Sergipe é o único estado sem presença consolidada de facções criminosas, aponta levantamento

Sergipe foi apontado como o único estado brasileiro sem atuação territorial relevante de organizações criminosas, de acordo com relatório apresentado durante o Encontro da Rede Nacional de Operações Ostensivas Especializadas (Renoe) e da Rede Nacional de Unidades Especializadas de Enfrentamento ao Narcotráfico (Renarc), realizado em Brasília, entre os dias 23 e 26 de junho.

O levantamento, elaborado a partir de dados da Agência Brasileira de Inteligência (ABIN), traçou um panorama da presença de organizações criminosas em todo o país e analisou a evolução da atuação desses grupos nos estados brasileiros. O estudo identificou 31 organizações criminosas consideradas relevantes, distribuídas em 75 células estaduais, utilizando metodologia baseada em modelos internacionais para avaliar o grau de influência e territorialidade dessas facções.

Segundo o relatório, foram identificadas cinco organizações criminosas independentes, dez ligadas a uma facção originária do Rio de Janeiro e oito vinculadas a uma organização surgida em São Paulo. A presença dessas organizações foi constatada em todos os estados brasileiros, com exceção de Sergipe.

O estudo destaca que nenhuma facção atingiu, em Sergipe, os critérios mínimos de territorialidade e controle do narcotráfico utilizados para caracterizar domínio criminoso. O cenário é atribuído ao fortalecimento das políticas públicas de segurança, à integração entre as forças policiais, ao uso estratégico da inteligência e às ações preventivas desenvolvidas pelos órgãos estaduais.

Embora o resultado seja considerado positivo, o relatório alerta que o avanço contínuo das organizações criminosas pelo país exige monitoramento permanente e ações constantes para impedir a instalação desses grupos em territórios ainda não dominados.

O secretário da Segurança Pública de Sergipe, João Eloy, afirmou que o reconhecimento é consequência de um trabalho desenvolvido ao longo dos últimos anos, baseado na cooperação entre as instituições e no fortalecimento das ações de inteligência.

“Esse resultado não surgiu da noite para o dia.

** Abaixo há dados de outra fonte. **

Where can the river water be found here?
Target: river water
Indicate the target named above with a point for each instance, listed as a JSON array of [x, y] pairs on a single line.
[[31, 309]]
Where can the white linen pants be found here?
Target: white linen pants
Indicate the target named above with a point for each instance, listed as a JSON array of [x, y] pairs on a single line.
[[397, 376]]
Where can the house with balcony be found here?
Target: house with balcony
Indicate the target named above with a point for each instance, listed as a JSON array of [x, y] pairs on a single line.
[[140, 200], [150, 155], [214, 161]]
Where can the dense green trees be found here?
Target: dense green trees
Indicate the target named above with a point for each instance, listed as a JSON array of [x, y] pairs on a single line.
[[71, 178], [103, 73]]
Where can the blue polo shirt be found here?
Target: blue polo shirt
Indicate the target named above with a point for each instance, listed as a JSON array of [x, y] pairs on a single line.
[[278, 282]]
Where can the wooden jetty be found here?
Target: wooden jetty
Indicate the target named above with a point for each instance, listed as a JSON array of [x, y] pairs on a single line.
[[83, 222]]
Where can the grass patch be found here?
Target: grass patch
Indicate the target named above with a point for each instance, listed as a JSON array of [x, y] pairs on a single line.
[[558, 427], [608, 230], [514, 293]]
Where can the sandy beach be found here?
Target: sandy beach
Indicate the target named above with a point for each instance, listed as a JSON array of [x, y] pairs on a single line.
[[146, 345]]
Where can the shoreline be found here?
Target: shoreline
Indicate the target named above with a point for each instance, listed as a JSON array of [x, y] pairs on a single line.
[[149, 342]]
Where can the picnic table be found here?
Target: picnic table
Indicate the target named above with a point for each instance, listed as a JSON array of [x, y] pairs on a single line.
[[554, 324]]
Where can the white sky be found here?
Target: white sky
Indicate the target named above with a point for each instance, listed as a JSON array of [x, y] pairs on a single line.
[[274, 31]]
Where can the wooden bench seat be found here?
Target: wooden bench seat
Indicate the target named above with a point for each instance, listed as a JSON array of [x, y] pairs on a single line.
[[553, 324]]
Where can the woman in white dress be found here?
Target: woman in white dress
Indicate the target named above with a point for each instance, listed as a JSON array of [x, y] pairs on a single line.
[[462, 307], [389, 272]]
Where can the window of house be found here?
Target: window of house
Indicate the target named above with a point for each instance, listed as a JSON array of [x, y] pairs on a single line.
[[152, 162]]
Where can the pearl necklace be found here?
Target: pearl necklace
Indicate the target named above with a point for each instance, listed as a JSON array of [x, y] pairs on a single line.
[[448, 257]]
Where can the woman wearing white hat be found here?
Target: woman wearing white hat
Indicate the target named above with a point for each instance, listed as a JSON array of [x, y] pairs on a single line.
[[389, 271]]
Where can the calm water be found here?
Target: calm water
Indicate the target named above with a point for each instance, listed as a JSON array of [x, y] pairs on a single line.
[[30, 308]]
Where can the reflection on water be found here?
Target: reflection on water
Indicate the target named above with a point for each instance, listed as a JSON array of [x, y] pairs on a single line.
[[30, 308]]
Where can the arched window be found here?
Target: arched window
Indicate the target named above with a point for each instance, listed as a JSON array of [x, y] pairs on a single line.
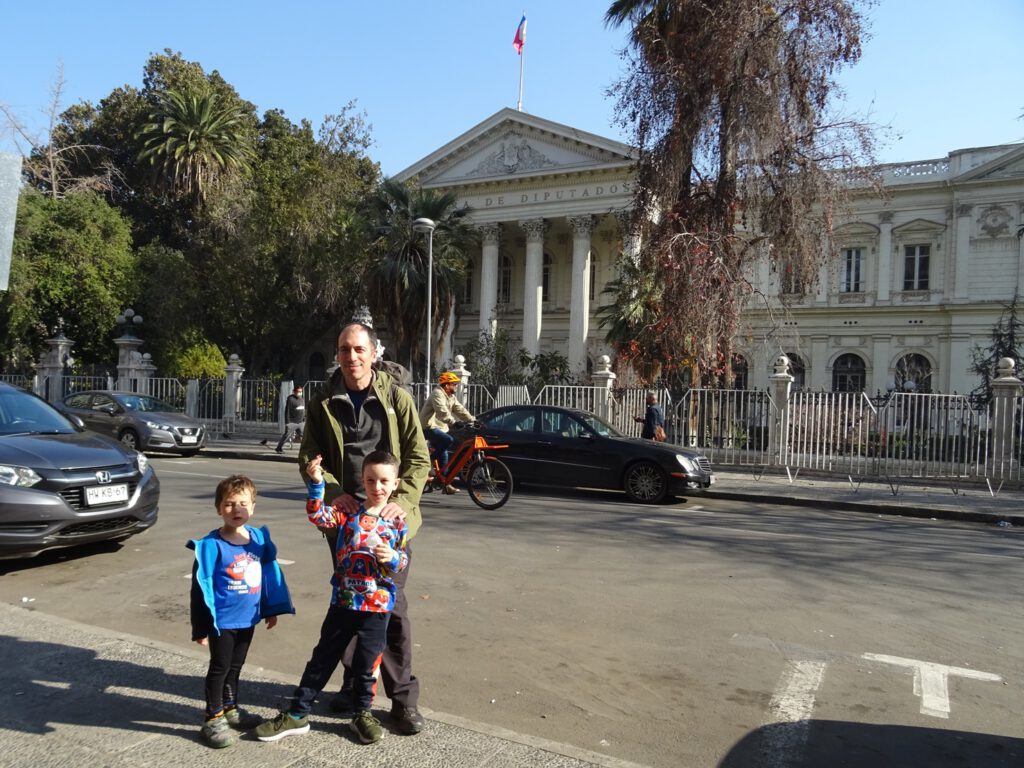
[[849, 374], [913, 374], [546, 280], [505, 281], [738, 372], [467, 292], [798, 370]]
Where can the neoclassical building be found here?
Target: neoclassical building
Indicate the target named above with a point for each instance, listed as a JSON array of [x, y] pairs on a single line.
[[921, 278], [548, 201]]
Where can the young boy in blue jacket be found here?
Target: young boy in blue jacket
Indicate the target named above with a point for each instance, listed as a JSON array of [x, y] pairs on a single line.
[[236, 583]]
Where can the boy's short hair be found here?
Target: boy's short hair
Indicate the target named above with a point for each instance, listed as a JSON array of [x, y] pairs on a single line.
[[379, 458], [233, 484]]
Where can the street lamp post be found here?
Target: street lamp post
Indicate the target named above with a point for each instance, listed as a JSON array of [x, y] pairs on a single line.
[[428, 226]]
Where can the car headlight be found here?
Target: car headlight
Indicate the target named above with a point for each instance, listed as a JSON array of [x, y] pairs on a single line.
[[19, 476], [688, 464]]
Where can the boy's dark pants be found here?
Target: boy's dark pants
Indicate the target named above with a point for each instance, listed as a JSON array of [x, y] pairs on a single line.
[[340, 626], [227, 654]]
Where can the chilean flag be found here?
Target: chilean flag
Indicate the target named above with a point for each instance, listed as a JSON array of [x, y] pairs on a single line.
[[520, 36]]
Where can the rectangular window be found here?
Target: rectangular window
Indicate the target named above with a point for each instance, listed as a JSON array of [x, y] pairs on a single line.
[[915, 267], [851, 270]]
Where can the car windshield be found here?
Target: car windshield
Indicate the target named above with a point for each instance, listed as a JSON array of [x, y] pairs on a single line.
[[144, 403], [600, 426], [22, 413]]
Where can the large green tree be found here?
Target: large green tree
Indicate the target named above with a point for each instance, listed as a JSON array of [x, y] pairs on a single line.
[[397, 276], [193, 139], [730, 104], [72, 261]]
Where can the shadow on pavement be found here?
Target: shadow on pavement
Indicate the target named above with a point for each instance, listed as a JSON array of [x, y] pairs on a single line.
[[840, 743]]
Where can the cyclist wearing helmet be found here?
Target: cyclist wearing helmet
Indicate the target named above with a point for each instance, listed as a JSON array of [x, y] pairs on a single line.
[[440, 412]]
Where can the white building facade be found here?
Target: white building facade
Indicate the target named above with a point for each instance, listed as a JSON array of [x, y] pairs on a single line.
[[922, 274]]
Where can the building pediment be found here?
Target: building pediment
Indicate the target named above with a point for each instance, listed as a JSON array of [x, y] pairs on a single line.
[[513, 145]]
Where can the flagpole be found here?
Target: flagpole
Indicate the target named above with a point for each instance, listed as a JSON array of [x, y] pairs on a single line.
[[519, 104]]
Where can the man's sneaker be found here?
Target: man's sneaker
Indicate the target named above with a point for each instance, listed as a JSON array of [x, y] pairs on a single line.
[[407, 719], [241, 720], [281, 726], [343, 702], [217, 733], [367, 728]]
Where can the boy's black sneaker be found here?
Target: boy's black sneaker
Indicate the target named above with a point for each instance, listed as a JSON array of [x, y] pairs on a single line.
[[343, 702], [217, 733], [367, 728], [408, 720], [281, 726]]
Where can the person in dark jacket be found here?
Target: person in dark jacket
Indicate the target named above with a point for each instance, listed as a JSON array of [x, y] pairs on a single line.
[[295, 417], [370, 412], [652, 418]]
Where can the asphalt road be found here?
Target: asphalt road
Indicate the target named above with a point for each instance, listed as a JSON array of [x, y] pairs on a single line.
[[702, 633]]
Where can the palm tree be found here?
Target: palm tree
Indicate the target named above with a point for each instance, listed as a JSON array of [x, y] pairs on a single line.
[[397, 274], [193, 139]]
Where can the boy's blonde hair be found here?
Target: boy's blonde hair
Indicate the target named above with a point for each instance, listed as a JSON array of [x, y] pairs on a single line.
[[233, 484]]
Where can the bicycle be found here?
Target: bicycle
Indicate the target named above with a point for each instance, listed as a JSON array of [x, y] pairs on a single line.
[[487, 480]]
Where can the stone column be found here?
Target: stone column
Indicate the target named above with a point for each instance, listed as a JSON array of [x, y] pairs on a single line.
[[232, 383], [1006, 389], [962, 256], [491, 233], [583, 227], [778, 427], [603, 379], [532, 284], [885, 257], [52, 365]]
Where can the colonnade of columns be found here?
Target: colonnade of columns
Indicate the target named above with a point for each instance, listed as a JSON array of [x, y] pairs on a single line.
[[536, 229]]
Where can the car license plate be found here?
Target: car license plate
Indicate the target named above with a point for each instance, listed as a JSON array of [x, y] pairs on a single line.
[[105, 494]]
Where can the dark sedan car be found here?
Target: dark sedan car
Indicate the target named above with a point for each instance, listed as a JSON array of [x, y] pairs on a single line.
[[61, 485], [138, 421], [554, 445]]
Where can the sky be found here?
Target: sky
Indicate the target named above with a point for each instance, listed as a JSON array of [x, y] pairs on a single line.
[[942, 75]]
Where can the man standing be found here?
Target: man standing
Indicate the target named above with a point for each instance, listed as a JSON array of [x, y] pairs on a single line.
[[652, 419], [441, 411], [295, 417], [368, 412]]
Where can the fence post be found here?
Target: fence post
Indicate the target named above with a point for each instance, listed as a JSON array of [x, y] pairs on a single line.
[[232, 382], [778, 426], [604, 379], [192, 397], [1006, 389]]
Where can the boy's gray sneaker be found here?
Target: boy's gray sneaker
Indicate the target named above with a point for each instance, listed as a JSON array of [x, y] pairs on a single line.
[[217, 733], [281, 726], [241, 720], [367, 728]]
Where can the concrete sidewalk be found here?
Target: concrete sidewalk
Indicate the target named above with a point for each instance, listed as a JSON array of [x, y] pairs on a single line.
[[967, 502], [87, 696]]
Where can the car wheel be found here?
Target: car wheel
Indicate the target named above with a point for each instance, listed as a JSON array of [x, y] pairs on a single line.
[[645, 482], [130, 438]]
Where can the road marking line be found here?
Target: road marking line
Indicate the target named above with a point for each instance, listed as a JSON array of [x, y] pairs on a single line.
[[790, 712], [931, 681]]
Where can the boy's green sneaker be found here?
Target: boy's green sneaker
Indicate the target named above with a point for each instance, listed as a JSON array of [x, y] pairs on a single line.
[[241, 720], [281, 726], [367, 727], [217, 733]]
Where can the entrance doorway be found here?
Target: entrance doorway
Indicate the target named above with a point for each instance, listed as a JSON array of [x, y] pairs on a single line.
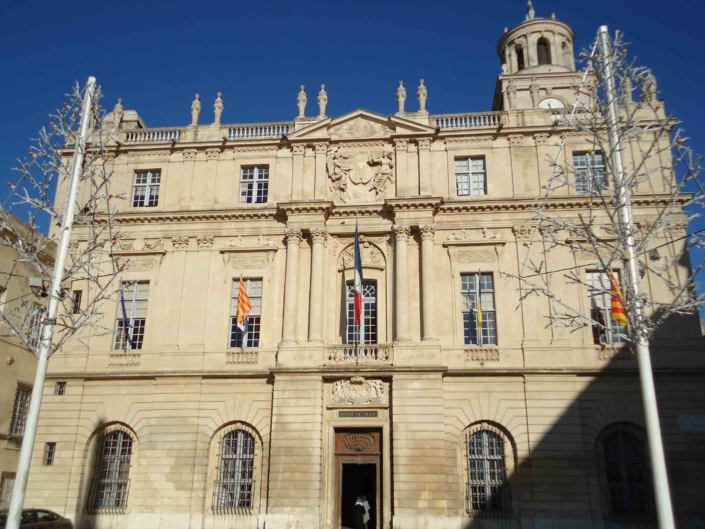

É fruto de um trabalho consolidado, desenvolvido ao longo dos anos pelas forças de segurança de Sergipe, com integração entre as instituições, investimentos em inteligência, capacitação e atuação firme no enfrentamento à criminalidade. Recebemos esse reconhecimento com responsabilidade, porque sabemos que a ameaça é permanente. Por isso, continuaremos fortalecendo nossas estratégias para impedir que organizações criminosas se instalem no estado”, destacou o secretário.

O reconhecimento reforça o papel de Sergipe como referência nacional no enfrentamento ao crime organizado e evidencia a importância da atuação integrada das forças de segurança para preservar a estabilidade e a segurança da população.